The banks’ risky loans eventually came crashing down, devastating communities and causing financial havoc. The federal government rescued the banks, but nobody came to the rescue of the communities the banks left behind.

The best solution to this quagmire is for banks and other financial institutions to modify underwater mortgages to their current market value, an approach called “principal reduction.” If lenders rewrote the loans to reflect fair-market values, owners would have lower monthly payments, which would free them to put millions of dollars into local economies. Cities would have more stable property tax revenues, and lenders would ultimately benefit by having fewer delinquent loans.

Of course, many banks no longer own the loans they made. They pooled large numbers of subprime loans into private securities and sold them. The companies that service these securities generally refuse to countenance the idea of “principal reduction.” Yes, some homeowners have been able to persuade lenders to reset their loans, but most get the cold shoulder or a bureaucratic runaround.

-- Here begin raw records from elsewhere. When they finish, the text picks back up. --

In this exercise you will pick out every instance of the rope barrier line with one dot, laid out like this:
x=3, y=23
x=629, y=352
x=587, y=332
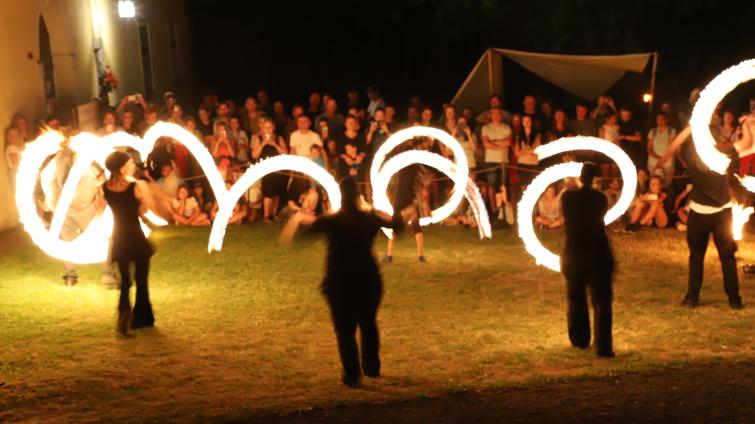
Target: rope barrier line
x=444, y=178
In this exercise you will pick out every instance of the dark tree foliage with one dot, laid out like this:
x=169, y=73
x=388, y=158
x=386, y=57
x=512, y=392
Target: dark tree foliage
x=427, y=47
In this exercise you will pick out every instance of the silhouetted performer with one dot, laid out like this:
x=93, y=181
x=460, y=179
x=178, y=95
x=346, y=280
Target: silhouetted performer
x=128, y=199
x=587, y=261
x=352, y=283
x=710, y=213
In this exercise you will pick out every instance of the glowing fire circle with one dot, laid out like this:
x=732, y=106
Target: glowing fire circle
x=558, y=172
x=381, y=173
x=91, y=246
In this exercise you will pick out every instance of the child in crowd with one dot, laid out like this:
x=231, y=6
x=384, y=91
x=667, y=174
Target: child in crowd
x=239, y=209
x=613, y=192
x=169, y=180
x=315, y=152
x=648, y=209
x=351, y=161
x=186, y=209
x=549, y=214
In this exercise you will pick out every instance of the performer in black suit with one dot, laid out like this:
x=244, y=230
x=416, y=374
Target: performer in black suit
x=587, y=261
x=710, y=214
x=352, y=283
x=128, y=199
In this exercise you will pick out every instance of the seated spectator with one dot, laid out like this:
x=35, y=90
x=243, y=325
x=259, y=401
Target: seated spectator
x=681, y=208
x=301, y=207
x=613, y=191
x=649, y=208
x=352, y=135
x=333, y=158
x=351, y=161
x=659, y=140
x=239, y=138
x=204, y=200
x=186, y=209
x=222, y=148
x=549, y=214
x=316, y=153
x=301, y=140
x=239, y=209
x=204, y=126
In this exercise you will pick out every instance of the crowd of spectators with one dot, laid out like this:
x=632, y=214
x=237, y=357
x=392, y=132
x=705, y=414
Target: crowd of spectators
x=343, y=137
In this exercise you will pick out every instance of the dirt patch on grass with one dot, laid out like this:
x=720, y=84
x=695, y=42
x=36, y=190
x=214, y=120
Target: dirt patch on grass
x=708, y=392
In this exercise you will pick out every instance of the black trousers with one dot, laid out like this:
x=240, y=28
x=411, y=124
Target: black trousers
x=348, y=313
x=142, y=308
x=597, y=276
x=699, y=228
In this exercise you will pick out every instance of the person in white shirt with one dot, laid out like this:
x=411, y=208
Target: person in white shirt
x=303, y=139
x=496, y=138
x=186, y=210
x=376, y=101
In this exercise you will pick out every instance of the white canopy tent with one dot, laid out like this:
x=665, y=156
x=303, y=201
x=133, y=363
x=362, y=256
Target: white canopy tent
x=586, y=77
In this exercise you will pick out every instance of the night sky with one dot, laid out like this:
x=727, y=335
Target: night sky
x=427, y=47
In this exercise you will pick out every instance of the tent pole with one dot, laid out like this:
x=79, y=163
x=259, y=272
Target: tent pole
x=652, y=88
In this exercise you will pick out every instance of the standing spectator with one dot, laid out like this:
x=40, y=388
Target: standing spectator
x=582, y=124
x=240, y=140
x=426, y=117
x=728, y=131
x=204, y=125
x=549, y=214
x=529, y=108
x=303, y=138
x=335, y=120
x=293, y=124
x=250, y=116
x=496, y=102
x=650, y=208
x=315, y=106
x=659, y=140
x=273, y=185
x=630, y=137
x=603, y=109
x=609, y=131
x=546, y=113
x=186, y=209
x=263, y=103
x=528, y=140
x=222, y=148
x=376, y=101
x=280, y=118
x=559, y=127
x=351, y=135
x=222, y=114
x=496, y=138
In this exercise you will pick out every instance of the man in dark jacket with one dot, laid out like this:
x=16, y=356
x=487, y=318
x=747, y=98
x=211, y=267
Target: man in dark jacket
x=587, y=261
x=352, y=283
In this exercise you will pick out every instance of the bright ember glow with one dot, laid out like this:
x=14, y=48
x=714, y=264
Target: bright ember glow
x=404, y=159
x=740, y=216
x=380, y=176
x=255, y=173
x=558, y=172
x=710, y=97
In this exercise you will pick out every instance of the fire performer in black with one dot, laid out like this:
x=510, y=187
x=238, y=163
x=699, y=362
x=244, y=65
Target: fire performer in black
x=587, y=261
x=128, y=199
x=352, y=283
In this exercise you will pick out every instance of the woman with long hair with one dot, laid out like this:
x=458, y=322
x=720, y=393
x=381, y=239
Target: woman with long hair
x=270, y=144
x=128, y=199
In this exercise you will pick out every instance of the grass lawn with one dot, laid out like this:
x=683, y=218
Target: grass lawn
x=246, y=331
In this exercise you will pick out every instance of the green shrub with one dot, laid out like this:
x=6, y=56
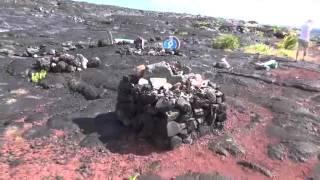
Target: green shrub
x=38, y=76
x=290, y=42
x=258, y=48
x=226, y=41
x=202, y=24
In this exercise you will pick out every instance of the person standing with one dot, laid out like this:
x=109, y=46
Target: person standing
x=304, y=39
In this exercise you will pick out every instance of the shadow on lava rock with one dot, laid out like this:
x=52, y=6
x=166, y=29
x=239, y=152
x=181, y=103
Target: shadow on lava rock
x=106, y=131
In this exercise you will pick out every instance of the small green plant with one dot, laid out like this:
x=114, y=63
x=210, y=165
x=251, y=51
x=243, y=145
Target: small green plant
x=226, y=41
x=36, y=77
x=258, y=48
x=290, y=42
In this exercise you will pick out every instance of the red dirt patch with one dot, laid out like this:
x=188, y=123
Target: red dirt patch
x=50, y=160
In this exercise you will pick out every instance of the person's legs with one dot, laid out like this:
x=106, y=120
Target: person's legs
x=297, y=55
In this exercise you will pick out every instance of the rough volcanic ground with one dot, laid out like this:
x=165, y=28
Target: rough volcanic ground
x=55, y=133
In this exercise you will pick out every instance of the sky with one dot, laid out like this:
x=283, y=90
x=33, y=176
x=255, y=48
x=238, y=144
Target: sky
x=274, y=12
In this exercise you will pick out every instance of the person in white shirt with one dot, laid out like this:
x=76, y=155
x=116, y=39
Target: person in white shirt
x=304, y=38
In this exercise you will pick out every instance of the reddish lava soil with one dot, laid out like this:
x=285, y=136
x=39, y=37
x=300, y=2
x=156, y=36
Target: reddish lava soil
x=43, y=162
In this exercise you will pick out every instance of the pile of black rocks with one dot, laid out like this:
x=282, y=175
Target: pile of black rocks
x=66, y=63
x=169, y=105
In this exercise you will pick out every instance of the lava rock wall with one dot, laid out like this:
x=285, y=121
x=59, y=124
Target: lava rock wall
x=170, y=115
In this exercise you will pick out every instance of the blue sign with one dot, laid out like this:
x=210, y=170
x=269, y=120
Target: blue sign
x=171, y=43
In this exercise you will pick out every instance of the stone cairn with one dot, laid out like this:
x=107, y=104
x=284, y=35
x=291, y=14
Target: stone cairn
x=168, y=105
x=66, y=63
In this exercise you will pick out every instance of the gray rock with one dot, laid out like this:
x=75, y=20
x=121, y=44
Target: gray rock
x=187, y=140
x=301, y=151
x=172, y=115
x=202, y=176
x=256, y=167
x=71, y=68
x=6, y=52
x=164, y=104
x=94, y=62
x=183, y=105
x=174, y=128
x=62, y=66
x=32, y=50
x=83, y=61
x=227, y=143
x=175, y=142
x=276, y=151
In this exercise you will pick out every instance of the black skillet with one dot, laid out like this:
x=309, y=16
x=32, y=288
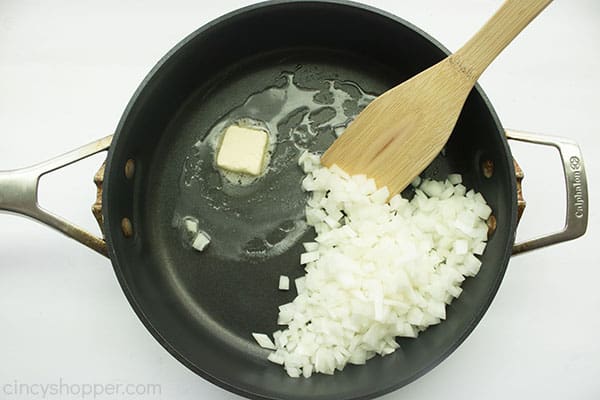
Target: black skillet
x=202, y=307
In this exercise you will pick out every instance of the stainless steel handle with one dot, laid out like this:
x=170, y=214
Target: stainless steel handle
x=19, y=193
x=576, y=187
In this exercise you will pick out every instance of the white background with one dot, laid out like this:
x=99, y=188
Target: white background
x=67, y=70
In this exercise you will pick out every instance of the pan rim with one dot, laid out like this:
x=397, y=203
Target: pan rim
x=112, y=241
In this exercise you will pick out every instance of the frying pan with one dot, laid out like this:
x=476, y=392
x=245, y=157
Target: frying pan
x=202, y=307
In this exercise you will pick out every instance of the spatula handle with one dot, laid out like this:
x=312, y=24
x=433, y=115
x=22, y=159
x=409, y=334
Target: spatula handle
x=514, y=15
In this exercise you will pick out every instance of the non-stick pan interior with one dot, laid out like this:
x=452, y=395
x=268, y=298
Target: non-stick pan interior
x=203, y=306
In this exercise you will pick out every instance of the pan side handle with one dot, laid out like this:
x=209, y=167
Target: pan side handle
x=576, y=189
x=19, y=193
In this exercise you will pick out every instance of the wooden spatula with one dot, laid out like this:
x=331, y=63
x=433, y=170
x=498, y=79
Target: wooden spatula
x=396, y=136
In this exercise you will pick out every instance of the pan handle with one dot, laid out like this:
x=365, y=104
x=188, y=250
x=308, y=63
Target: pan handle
x=576, y=189
x=19, y=193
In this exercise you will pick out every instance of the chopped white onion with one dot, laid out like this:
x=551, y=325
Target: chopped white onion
x=378, y=269
x=284, y=283
x=264, y=341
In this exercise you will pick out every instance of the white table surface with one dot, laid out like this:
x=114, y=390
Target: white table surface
x=67, y=70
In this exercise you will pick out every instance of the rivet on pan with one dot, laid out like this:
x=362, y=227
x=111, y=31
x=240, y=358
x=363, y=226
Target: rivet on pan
x=129, y=168
x=127, y=227
x=491, y=222
x=488, y=168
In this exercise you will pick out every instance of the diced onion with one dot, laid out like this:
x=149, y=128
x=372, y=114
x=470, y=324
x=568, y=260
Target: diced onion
x=378, y=268
x=284, y=283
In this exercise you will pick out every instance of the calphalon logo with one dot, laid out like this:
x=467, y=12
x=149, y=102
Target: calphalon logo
x=575, y=164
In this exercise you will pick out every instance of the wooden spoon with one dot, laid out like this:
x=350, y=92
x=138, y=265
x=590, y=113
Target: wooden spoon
x=398, y=134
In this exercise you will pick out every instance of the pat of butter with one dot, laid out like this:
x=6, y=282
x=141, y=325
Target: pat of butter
x=243, y=150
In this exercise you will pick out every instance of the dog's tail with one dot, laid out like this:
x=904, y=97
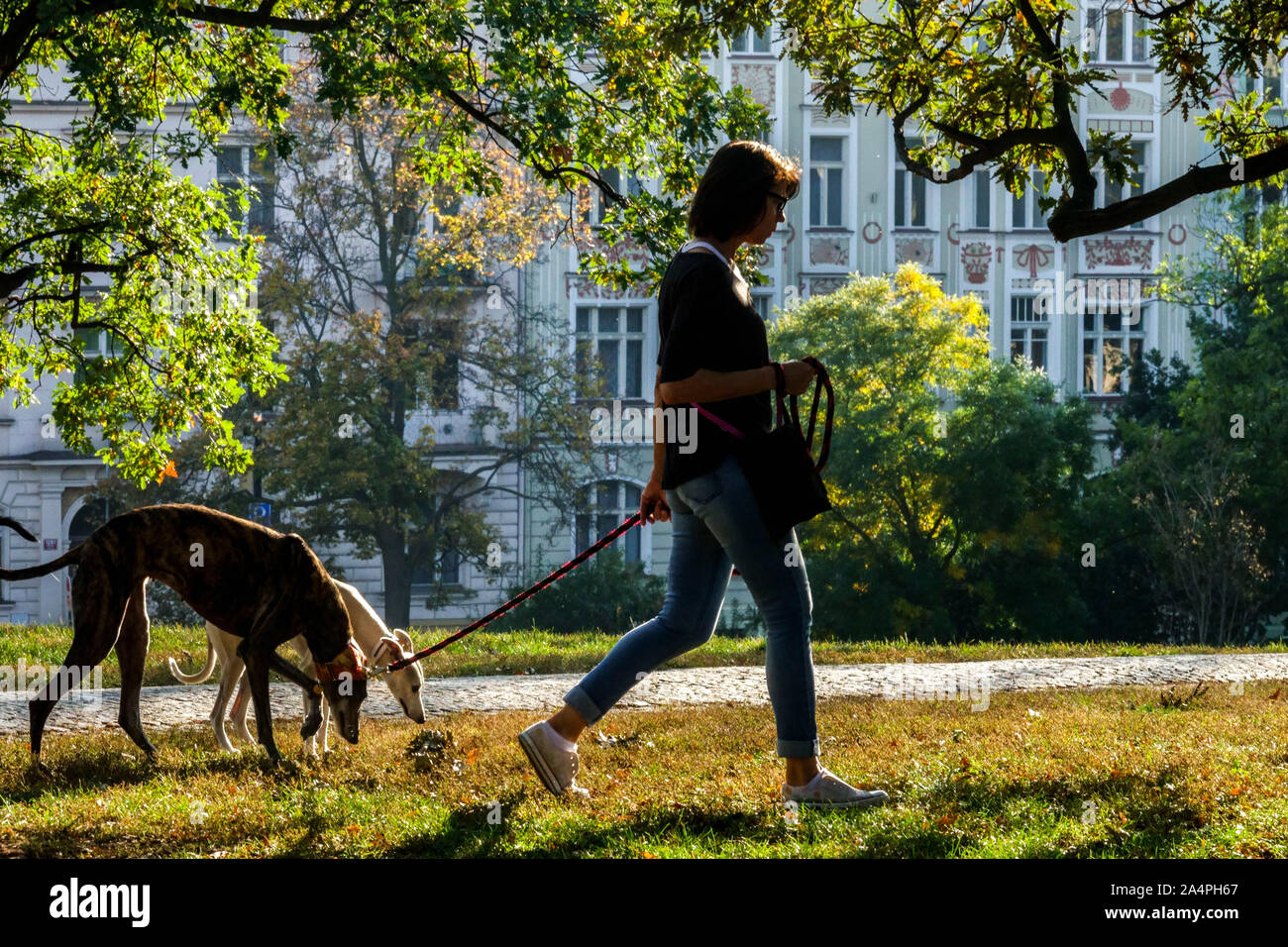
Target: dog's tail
x=204, y=674
x=69, y=558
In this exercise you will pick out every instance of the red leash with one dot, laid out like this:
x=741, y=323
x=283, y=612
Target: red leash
x=527, y=592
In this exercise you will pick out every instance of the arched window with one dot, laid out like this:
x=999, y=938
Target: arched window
x=603, y=506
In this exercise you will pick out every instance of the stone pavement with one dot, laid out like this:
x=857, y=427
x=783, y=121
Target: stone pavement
x=970, y=681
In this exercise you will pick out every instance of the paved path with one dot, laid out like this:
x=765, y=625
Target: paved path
x=973, y=681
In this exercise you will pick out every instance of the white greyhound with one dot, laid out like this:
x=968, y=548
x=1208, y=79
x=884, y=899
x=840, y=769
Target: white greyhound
x=372, y=634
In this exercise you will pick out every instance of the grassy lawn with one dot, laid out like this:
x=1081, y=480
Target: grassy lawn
x=544, y=652
x=1091, y=774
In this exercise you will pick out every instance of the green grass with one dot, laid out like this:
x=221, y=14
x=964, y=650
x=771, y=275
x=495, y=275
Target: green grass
x=544, y=652
x=1055, y=774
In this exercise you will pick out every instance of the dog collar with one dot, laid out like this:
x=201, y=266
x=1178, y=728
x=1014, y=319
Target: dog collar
x=348, y=661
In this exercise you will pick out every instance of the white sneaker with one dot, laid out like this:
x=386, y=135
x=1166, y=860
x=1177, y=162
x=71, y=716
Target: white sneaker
x=554, y=764
x=829, y=791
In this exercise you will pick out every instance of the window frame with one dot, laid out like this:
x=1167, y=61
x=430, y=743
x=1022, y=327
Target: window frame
x=1128, y=334
x=1127, y=188
x=819, y=193
x=1029, y=326
x=622, y=334
x=902, y=208
x=263, y=187
x=1094, y=25
x=1033, y=218
x=590, y=509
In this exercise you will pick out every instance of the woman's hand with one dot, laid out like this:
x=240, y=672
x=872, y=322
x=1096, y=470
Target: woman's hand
x=799, y=375
x=653, y=505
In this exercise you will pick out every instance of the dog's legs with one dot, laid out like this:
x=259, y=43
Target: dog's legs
x=310, y=701
x=132, y=650
x=99, y=612
x=257, y=674
x=227, y=682
x=241, y=702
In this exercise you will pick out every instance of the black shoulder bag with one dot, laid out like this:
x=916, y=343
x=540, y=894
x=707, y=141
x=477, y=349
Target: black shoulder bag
x=780, y=466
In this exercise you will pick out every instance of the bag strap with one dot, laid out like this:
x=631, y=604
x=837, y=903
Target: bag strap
x=822, y=382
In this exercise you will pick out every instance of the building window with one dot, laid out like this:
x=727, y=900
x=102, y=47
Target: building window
x=614, y=337
x=910, y=193
x=241, y=165
x=604, y=505
x=1132, y=187
x=443, y=571
x=1113, y=34
x=750, y=40
x=1108, y=341
x=983, y=198
x=441, y=390
x=825, y=180
x=97, y=343
x=1025, y=213
x=1028, y=333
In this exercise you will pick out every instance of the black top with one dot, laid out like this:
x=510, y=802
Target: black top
x=703, y=324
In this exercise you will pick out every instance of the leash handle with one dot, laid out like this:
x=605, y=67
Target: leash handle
x=527, y=592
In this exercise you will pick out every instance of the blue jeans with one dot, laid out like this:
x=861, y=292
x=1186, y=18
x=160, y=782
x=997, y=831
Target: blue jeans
x=716, y=526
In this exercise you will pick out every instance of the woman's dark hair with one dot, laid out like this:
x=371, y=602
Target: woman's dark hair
x=730, y=197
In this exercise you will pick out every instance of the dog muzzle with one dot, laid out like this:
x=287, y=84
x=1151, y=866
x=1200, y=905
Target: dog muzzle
x=348, y=661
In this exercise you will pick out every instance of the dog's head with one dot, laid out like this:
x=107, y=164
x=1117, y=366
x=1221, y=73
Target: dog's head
x=344, y=682
x=404, y=684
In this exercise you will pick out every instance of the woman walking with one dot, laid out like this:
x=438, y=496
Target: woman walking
x=713, y=352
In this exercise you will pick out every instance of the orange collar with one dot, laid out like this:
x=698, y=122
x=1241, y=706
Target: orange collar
x=348, y=661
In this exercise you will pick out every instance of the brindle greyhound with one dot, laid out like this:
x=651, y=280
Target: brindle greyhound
x=249, y=579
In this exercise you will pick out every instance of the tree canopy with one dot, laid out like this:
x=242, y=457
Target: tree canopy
x=568, y=90
x=999, y=84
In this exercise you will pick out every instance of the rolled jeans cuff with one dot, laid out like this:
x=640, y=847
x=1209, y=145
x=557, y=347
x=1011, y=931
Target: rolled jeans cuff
x=581, y=702
x=798, y=749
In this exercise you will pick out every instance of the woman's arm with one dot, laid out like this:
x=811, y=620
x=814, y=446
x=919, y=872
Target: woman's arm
x=706, y=384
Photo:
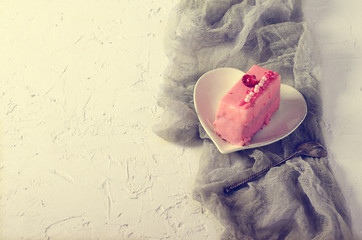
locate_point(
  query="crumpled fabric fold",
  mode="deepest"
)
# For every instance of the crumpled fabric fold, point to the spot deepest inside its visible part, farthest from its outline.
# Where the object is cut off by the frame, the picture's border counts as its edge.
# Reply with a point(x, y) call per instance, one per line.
point(297, 200)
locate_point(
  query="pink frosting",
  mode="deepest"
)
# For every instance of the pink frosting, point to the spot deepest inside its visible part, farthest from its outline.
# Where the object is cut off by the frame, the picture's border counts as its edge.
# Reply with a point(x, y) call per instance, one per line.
point(244, 110)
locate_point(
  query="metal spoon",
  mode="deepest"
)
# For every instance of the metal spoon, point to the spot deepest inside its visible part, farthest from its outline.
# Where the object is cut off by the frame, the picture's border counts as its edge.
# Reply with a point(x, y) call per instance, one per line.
point(309, 149)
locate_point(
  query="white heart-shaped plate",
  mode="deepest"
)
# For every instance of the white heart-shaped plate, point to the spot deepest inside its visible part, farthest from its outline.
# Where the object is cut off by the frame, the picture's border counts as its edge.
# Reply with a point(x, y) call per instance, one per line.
point(213, 85)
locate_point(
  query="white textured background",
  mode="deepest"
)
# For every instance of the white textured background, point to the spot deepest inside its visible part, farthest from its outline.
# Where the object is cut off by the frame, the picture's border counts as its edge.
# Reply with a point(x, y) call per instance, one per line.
point(78, 85)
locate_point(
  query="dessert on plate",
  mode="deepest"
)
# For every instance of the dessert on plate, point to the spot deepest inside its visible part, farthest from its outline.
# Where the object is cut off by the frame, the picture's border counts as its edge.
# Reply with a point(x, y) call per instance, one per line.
point(248, 106)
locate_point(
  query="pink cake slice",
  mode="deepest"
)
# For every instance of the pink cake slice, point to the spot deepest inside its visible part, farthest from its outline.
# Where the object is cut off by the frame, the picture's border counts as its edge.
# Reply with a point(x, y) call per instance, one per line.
point(248, 106)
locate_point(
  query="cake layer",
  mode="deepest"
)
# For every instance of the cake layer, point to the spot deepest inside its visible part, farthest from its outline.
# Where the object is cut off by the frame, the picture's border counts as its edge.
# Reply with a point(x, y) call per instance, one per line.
point(248, 106)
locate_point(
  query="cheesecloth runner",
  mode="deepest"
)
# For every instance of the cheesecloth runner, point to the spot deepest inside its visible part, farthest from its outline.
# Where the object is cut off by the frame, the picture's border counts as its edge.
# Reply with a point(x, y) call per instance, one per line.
point(297, 200)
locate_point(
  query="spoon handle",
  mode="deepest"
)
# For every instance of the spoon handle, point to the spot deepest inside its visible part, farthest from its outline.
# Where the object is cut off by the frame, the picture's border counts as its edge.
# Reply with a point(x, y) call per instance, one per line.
point(258, 174)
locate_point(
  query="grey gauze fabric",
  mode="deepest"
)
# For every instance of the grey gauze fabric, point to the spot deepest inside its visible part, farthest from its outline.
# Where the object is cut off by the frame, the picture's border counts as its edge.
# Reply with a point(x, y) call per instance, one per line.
point(297, 200)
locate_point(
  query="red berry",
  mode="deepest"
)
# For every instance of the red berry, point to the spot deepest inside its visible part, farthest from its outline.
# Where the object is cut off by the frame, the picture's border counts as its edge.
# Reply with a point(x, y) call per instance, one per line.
point(249, 80)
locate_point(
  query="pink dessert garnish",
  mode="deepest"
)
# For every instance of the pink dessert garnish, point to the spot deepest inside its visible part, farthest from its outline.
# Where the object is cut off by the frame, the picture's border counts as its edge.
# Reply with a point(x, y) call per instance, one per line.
point(249, 106)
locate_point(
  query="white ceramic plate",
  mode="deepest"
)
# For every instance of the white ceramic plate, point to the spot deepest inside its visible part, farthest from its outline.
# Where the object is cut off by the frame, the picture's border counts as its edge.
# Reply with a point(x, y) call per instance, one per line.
point(213, 85)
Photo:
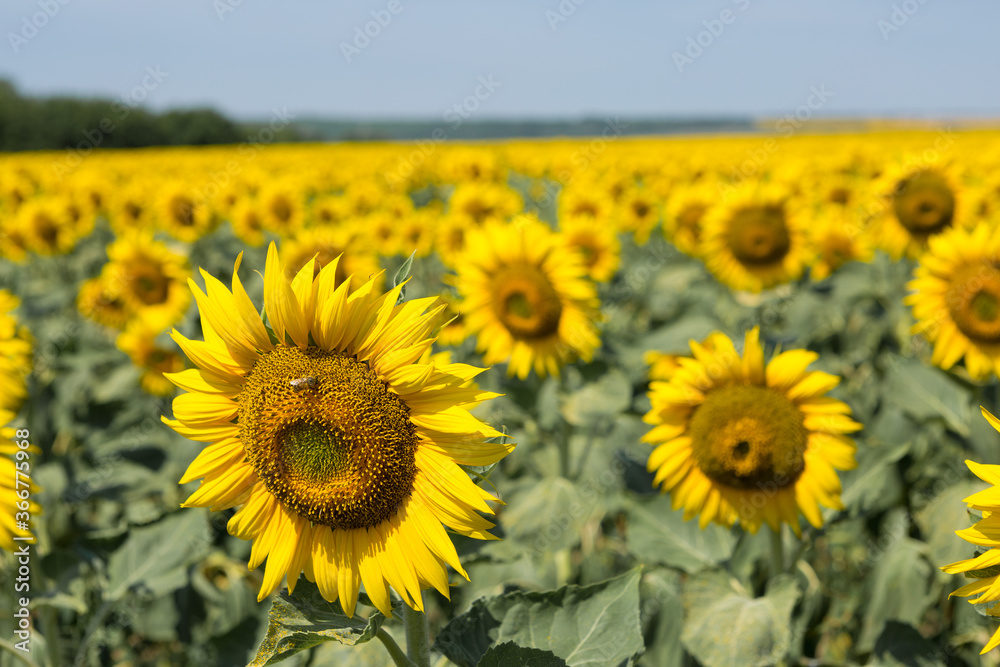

In some cities, though, nonprofit lenders, like New Jersey Community Capital and Hogar Hispano, have stepped into the void, raising capital and purchasing troubled loans in order to modify them on affordable terms. But too few loan holders have been willing to sell to these homeowner-friendly groups.

In 2012, some of the biggest banks signed a settlement agreement with 49 state attorneys general to modify mortgages, but many of them continue to heap abuse on their customers, and sufficient relief has not reached trapped homeowners.

The Obama administration created several initiatives to help troubled borrowers, but these programs do not require banks to reset loans as a condition of getting federal funds. The government’s Home Affordable Modification Program has helped only one-quarter of the four million homeowners it was supposed to reach.

Worse, the federal government has actually been an obstacle to reform. The Federal Housing Finance Agency, which oversees Fannie Mae and Freddie Mac, has refused to allow these two mortgage giants to reduce the principal on underwater mortgages that they own or guarantee. All it would take is for President Obama’s new appointee as F.H.F.A. director, former Representative Melvin Watt, to change the policy, an action that does not require congressional approval. He should do so immediately.

Meanwhile, faced with this predicament, some municipalities have been trying to take matters into their own hands. Late last year, Richmond, Calif., was the first city to develop a plan to use its power of eminent domain to buy underwater mortgages at their current market value and to refinance them, but many other localities are likely to follow. A number of responsible for-profit and nonprofit lenders stand ready to do business with them so that local governments don’t have to use tax dollars to purchase these loans.

Dealing with this problem on a city-by-city basis may not be the most efficient way to confront a national crisis, but in the face of Wall Street intransigence and federal indifference, cities have had to find their own way to restore the lost wealth of their constituents.